Designs with N ≡ 0 mod 4 choice sets are both optimal and orthogonal and that is why a lot of researchers suggest only using this case when searching for good designs. While this is correct, we can still argue for the need for these constructions. First, our design allows up to a 37% reduction in the number of choice pairs at the cost of a maximum 10% loss in D-efficiency relative to an optimal design. Also, as designers, we should not force practitioners to fall into the N ≡ 0 mod 4 case. King et al. (2020) pointed out that “the whole field of optimal design theory is predicated on the belief that experimental designs should tailor to the needs of the practitioner and not the other way around”. An objection that could be raised against this work is that there are many software applications that are able to generate the needed choice sets for N ≢ 0 mod 4 using sophisticated search algorithms, such as the SAS macros and Ngene. As discussed earlier, however, these algorithms do not guarantee optimality over the whole search space, and obtaining a good design may take a very long time. Thus, we suggest that in cases where an optimal choice design exists, as the approach, we have presented here, they can simply incorporate into software to either enhance or even replace algorithms. To illustrate that, we can start with weighing designs instead of random starting designs, this would allow the software to be quicker and more accurate in constructing D-optimal choice designs, especially at a large number of levels and/or attributes. As is known, the quality of the design generated by search algorithms may be influenced by the choice of starting design, such as coordinate exchange algorithm Kuhfeld (2005). We noted that the constructions proposed in this study will, for specific parameter sets, provide D-optimal DCEs with a smaller number of choice sets, as compared to construction methods that have been known in the literature.

Conclusion

Driven by the recognition of the paramount importance of the method of choice experiments in various fields as a powerful tool for understanding people’s preferences and aiding decision-makers in making informed choices, this study sought to construct new paired choice designs under the MNL model for estimating the main effects. Throughout this paper, the constructions were provided for binary attributes using weighing designs and were compared using the D-optimality criterion under the assumption that all alternatives per choice set are equally attractive.

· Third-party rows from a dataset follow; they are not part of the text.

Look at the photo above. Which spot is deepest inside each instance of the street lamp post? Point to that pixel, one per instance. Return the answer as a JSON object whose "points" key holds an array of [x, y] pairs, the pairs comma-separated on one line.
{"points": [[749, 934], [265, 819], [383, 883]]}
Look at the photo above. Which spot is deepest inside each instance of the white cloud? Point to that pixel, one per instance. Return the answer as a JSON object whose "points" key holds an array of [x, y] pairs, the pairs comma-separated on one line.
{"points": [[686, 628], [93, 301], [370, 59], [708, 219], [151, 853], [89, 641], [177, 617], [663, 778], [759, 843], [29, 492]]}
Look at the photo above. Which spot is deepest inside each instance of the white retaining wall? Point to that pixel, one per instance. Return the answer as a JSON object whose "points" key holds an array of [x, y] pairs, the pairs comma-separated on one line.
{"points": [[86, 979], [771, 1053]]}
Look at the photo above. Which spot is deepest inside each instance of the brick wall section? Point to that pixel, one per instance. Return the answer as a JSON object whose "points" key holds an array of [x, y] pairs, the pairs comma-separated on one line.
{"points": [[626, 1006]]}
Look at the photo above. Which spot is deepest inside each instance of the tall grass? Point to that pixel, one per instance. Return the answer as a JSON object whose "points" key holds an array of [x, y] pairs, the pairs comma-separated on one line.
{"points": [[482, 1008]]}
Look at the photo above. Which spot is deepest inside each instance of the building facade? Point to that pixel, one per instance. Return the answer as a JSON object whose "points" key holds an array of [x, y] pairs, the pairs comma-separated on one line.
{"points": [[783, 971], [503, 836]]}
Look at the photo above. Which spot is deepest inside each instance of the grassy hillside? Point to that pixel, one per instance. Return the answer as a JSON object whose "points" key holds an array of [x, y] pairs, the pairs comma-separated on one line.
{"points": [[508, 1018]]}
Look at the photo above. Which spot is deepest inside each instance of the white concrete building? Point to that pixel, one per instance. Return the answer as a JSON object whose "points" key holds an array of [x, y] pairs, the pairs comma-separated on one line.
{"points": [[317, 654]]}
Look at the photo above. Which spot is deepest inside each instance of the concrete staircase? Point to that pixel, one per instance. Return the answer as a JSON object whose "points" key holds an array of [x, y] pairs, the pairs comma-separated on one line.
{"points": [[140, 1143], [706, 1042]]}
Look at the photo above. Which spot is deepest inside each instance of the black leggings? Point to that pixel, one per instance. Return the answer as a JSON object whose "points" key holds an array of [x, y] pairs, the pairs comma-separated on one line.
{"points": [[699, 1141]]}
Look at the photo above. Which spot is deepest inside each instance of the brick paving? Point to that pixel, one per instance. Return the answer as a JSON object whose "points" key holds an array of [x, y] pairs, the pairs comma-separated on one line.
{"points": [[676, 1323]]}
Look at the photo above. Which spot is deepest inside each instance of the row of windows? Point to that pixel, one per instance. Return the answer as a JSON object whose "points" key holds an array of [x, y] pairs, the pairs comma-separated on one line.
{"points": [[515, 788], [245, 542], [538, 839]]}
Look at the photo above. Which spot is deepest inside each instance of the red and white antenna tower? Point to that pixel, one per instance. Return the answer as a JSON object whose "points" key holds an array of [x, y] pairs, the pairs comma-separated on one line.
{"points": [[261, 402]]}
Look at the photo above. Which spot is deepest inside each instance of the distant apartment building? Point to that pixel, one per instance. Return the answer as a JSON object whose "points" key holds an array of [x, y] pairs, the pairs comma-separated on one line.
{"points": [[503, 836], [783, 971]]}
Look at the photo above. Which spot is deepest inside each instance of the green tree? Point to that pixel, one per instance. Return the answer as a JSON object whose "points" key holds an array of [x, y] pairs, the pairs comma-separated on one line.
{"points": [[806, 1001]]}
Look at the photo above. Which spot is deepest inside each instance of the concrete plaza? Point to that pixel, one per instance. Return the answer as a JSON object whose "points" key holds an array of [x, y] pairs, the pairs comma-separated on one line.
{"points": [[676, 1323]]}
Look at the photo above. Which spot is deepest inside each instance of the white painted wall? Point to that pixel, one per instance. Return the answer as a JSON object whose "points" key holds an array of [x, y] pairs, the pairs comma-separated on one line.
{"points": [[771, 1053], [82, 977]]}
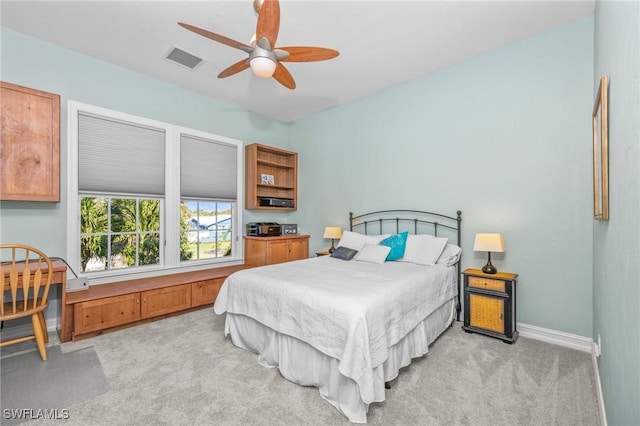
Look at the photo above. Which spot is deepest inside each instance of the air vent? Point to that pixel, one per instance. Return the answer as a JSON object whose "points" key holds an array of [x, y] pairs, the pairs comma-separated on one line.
{"points": [[182, 58]]}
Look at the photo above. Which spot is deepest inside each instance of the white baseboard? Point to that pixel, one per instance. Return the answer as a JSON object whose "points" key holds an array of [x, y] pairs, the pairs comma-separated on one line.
{"points": [[568, 340], [573, 341], [594, 358], [9, 333]]}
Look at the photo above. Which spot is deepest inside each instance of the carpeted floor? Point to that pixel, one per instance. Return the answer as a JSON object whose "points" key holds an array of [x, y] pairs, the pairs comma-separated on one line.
{"points": [[63, 380], [182, 371]]}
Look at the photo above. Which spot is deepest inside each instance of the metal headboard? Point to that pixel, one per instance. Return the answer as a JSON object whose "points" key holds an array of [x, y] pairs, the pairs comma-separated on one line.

The proposed design techniques can be extended to be applied to situations where the attributes of DCEs have a higher number of levels ( > 2), resulting in designs with the same improved D-efficiencies and sufficiently small sample sizes. We believe that the methods described in this article give small, optimal designs that are at least easy to construct, i.e. can be systematically obtained even without the help of a computer, and have scientific significance and potential application prospects.

A simulation study was also conducted to verify the feasibility of the proposed design in comparison to existing ones. This affirms its potential as a valuable alternative for academics and practitioners in their work. By providing a robust and efficient approach, this study contributes to the growing body of research on paired choice experiments and equips decision-makers with an additional tool to optimise their decision-making processes, while enriching the understanding of human preferences in diverse contexts.